CHAPTER II.
What Dago said to the mirror-monkey on Tuesday.
Ring-tail, what do you think of Miss Patricia? I’m afraid of her. The night we came home she met us in the hall, looking so tall and severe in her black gown, with those prim little bunches of gray curls on each side of her face, that I went under a chair. Then I thought I must have misjudged her, for there were tears in her eyes when she kissed the children, and I heard her whisper as she turned away, “poor little motherless lambs!” Still I have seen so many people in the course of my travels that I rarely make a mistake in reading character. As soon as she caught sight of me I knew that my first thought had been right. Her thin Roman nose went up in the air, and her sharp eyes glared at me so savagely that I could think of nothing else but an old war eagle, with arrows in its talons. You may have seen them on silver dollars.
“Tom Tremont,” she exclaimed, “you don’t mean to say that you have brought home a monkey!” I wish you could have heard the disgust in her voice. “Of all the little pests in the world, they are certainly the worst!”
“Yes, Aunt Patricia,” he answered. “They’ve been a great pleasure to the boys.”
“They!” she gasped. “You don’t mean to say that there are two!” Then she saw Matches climbing up on Phil’s shoulder, and words failed her.

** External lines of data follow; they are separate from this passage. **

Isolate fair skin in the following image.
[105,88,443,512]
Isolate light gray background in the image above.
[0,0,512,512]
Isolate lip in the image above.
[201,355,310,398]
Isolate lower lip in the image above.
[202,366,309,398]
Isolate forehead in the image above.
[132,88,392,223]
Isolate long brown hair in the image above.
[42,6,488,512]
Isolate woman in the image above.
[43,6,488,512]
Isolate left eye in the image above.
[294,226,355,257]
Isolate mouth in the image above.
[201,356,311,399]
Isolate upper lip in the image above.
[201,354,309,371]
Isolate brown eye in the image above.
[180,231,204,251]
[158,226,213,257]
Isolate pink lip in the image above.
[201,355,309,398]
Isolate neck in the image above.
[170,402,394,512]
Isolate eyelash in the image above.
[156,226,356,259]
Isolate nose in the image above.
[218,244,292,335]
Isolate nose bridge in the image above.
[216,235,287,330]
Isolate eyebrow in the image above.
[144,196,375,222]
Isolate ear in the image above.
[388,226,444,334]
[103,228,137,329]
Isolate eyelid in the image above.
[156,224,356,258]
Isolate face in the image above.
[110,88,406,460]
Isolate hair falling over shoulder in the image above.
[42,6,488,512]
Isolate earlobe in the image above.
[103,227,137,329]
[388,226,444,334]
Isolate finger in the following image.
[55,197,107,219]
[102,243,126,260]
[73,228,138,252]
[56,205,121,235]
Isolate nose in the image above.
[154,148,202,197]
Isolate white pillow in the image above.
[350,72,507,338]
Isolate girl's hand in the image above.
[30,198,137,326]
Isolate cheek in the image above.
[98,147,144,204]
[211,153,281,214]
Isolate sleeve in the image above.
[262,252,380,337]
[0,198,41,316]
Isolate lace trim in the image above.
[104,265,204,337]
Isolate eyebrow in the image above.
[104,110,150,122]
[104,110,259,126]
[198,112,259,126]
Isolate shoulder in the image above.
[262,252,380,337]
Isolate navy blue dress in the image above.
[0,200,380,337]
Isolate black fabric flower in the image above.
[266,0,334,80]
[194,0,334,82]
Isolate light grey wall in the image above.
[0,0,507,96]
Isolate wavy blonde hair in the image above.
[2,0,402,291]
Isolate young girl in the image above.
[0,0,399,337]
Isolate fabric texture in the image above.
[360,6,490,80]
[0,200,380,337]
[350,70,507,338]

“Yes; their grandfather gave each of the boys one of his pets. He said that they would be company for them on the way home, and would help divert their thoughts from their great loss. They grieved so, poor little lads.”
That softened Miss Patricia again, and she said nothing more about our being pests. But when she passed me she drew her skirts aside as if she could not bear to so much as brush against me, and from that hour it has been war to the knife between us.
Matches and I were given a little room up in the attic under the eaves, but at first we were rarely there during the day. The boys took us with them wherever they went. We had been there some time before we were left alone long enough for me to do any exploring.
It was almost dark when that first chance came. I prowled around the attic awhile. Then I climbed out of the window and swung down by the vines that covered that side of the house, to the shutters of the room below. It happened to be Miss Patricia’s room. As I perched on the top of the shutters, leaning over and craning my neck, I could see Miss Patricia sitting there in the dusk beside her open window. Her hands were folded in her lap, and she was rocking gently back and forth in a high-backed rocking-chair, with her eyes closed.